Andere vormen van behandeling

Sommige mensen worden niet beter na alleen chemotherapie. Een stamceltransplantatie, samen met andere behandelingen, kan uw reactie op de behandeling verbeteren en u langer in remissie houden.

Mensen met mantelcellymfoom kunnen hervallen. Dat is wanneer de ziekte terugkomt na een remissie. Anderen kunnen refractaire ziekte hebben, dat is wanneer de ziekte in eerste instantie niet op de behandeling reageert. In deze gevallen kunnen sommige van de volgende behandelingsopties helpen:

  • Bortezomib (Velcade), een chemotherapie medicijn dat via een infuus of een injectie onder de huid wordt toegediend

  • Lenalidomide (Revlimid), een chemopil

  • BTK-remmer ibrutinib (Imbruvica), een antikankerpil

  • Revlimid en Rituxan

  • Velcade en/of Revlimid

  • Alternatieve chemotherapiebehandelingen die Treanda, gemcitabine of fludarabine omvatten, afhankelijk van hoe ziek u bent

  • Allogene stamceltransplantatie, wat betekent dat er stamcellen van een ander persoon worden genomen

Experts blijven nieuwe behandelingen voor mantelcellymfoom bestuderen. Studies tonen aan dat naarmate de behandeling vordert, de overlevingskansen zijn toegenomen.
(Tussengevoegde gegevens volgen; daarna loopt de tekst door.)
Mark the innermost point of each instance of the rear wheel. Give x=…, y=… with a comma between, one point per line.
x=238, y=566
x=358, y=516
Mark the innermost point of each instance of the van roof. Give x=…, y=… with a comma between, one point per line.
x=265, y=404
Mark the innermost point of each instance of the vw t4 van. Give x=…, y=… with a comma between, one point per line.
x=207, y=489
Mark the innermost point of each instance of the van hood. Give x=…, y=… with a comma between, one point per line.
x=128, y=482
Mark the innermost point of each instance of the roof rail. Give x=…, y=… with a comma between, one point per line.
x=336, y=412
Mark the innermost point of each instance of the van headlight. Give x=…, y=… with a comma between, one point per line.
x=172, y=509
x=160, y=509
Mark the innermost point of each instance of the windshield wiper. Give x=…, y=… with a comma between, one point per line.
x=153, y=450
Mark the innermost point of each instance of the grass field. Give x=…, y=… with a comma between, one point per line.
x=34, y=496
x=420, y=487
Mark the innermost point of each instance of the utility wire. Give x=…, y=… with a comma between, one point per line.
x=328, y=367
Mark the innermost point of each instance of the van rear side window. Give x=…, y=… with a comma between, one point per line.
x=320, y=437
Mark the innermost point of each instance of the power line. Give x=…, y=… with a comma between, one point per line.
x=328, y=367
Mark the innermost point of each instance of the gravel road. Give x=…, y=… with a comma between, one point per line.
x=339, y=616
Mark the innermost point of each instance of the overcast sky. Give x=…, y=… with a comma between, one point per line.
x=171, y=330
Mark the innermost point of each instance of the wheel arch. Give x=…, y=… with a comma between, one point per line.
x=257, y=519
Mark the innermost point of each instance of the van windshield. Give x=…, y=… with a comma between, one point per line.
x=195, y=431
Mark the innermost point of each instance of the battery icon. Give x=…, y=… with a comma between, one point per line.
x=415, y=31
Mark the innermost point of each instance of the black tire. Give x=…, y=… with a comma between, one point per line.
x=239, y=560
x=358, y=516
Follow-Up zorg voor mantelcel lymfoom

Na uw behandeling zal uw arts willen dat u om de paar maanden op controle komt. Als u in remissie blijft, hoeft u uiteindelijk misschien maar één keer per jaar terug te komen voor afspraken.

Tijdens de controles zal het behandelteam vragen hoe u zich voelt, of u zich zorgen maakt en of u symptomen of bijwerkingen heeft opgemerkt. Uw arts kan u ook een bloedonderzoek laten doen.

Als u nieuwe symptomen krijgt, kan het zijn dat u aanvullende onderzoeken nodig heeft, zoals:

  • Röntgenfoto's

  • CT scans

  • Echografie

  • PET scans

  • MRI scans

Als u nieuwe symptomen opmerkt of zich zorgen maakt tussen twee afspraken in, laat het uw arts dan meteen weten. Wacht niet tot de volgende controle.